America’s schools are an excellent place to initiate the fight against obesity and several states understand this. However, with rates of obesity so high, the initiatives should be even more aggressive to match the seriousness of this problem. Everyone should be held accountable, the health care industry, the food industry, educators, and the government through increase funding for various anti-obesity programs. The causes of the problem are multiple therefore multiple solutions are required.

References

Lavizzo-Mourey, R. L. (2014). F as in Forward? Retrieved from F as in Fat: http://www.fasinfat.org/

Lee, H. H. (2012). Multiple levels of social disadvantage and links to obesity in adolescence and young adulthood. Journal of School Health, 139-149.

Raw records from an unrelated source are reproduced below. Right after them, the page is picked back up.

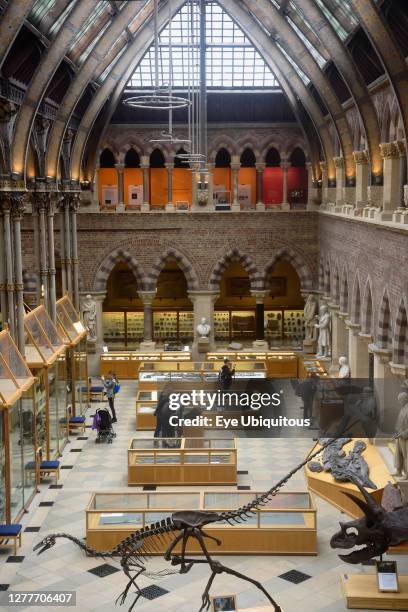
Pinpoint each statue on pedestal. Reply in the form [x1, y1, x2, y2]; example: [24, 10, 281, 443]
[197, 317, 211, 341]
[315, 304, 331, 358]
[82, 293, 97, 342]
[394, 391, 408, 478]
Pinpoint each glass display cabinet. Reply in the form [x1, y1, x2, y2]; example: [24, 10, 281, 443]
[128, 438, 237, 486]
[0, 330, 38, 523]
[99, 351, 191, 380]
[57, 295, 89, 416]
[24, 306, 68, 460]
[86, 490, 317, 555]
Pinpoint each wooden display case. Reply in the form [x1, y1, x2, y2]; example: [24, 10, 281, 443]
[99, 351, 191, 380]
[86, 490, 317, 555]
[304, 438, 395, 518]
[128, 438, 237, 486]
[206, 351, 299, 378]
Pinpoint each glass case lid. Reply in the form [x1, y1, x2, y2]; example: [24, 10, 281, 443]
[24, 306, 65, 367]
[57, 295, 86, 344]
[0, 330, 35, 408]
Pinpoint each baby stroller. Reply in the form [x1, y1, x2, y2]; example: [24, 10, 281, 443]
[93, 407, 116, 444]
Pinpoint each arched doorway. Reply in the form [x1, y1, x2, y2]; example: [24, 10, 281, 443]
[152, 259, 194, 348]
[123, 147, 143, 209]
[214, 261, 255, 344]
[264, 259, 304, 346]
[213, 148, 231, 209]
[102, 261, 144, 349]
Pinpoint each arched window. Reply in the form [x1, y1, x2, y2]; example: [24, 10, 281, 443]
[99, 149, 115, 168]
[240, 148, 256, 168]
[150, 149, 165, 168]
[265, 147, 280, 168]
[215, 148, 231, 168]
[125, 147, 140, 168]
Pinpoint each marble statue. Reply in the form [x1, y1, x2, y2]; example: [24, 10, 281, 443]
[303, 293, 317, 341]
[315, 304, 331, 357]
[394, 391, 408, 478]
[197, 317, 211, 340]
[82, 294, 97, 342]
[337, 356, 350, 378]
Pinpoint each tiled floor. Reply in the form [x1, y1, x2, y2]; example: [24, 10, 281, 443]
[0, 382, 408, 612]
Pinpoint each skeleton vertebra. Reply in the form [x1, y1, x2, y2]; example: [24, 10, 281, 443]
[330, 480, 408, 563]
[34, 438, 334, 612]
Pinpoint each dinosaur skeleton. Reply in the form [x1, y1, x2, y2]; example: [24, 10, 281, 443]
[330, 479, 408, 564]
[34, 438, 334, 612]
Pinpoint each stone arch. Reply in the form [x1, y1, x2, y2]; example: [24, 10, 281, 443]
[350, 272, 361, 324]
[209, 249, 264, 291]
[340, 268, 349, 312]
[262, 247, 313, 291]
[392, 299, 408, 365]
[146, 248, 198, 291]
[361, 279, 374, 335]
[376, 289, 392, 349]
[94, 248, 146, 291]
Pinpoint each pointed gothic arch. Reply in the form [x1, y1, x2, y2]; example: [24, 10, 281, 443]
[94, 248, 146, 291]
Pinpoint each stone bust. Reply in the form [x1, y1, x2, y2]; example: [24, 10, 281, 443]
[197, 317, 211, 338]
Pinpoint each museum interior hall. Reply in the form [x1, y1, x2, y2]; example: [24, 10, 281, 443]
[0, 0, 408, 612]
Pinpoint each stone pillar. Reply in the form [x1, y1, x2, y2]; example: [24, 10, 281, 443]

Nutrition and Weight Status. (2013, November 13). Retrieved from Healthy People.gov: http://www.healthypeople.gov/2020/topicsobjectives2020/overview.aspx?topicId=29

States with Highest Rates of Obesity Among 2- to 4-year-olds from Low-Income Families. (2014). Retrieved from F as in Fat: http://www.fasinfat.org/lists/highest-rates-low-income-kids-obesity/

Summary of Recommendations. (2010, May). Retrieved from Let's Move: http://www.letsmove.gov/sites/letsmove.gov/files/TFCO_Table_of_Contents.pdf

Zhao, J. &. (2014). Environmental correlates of children's physical activity and obesity. Am JHealth Behav, 124-133.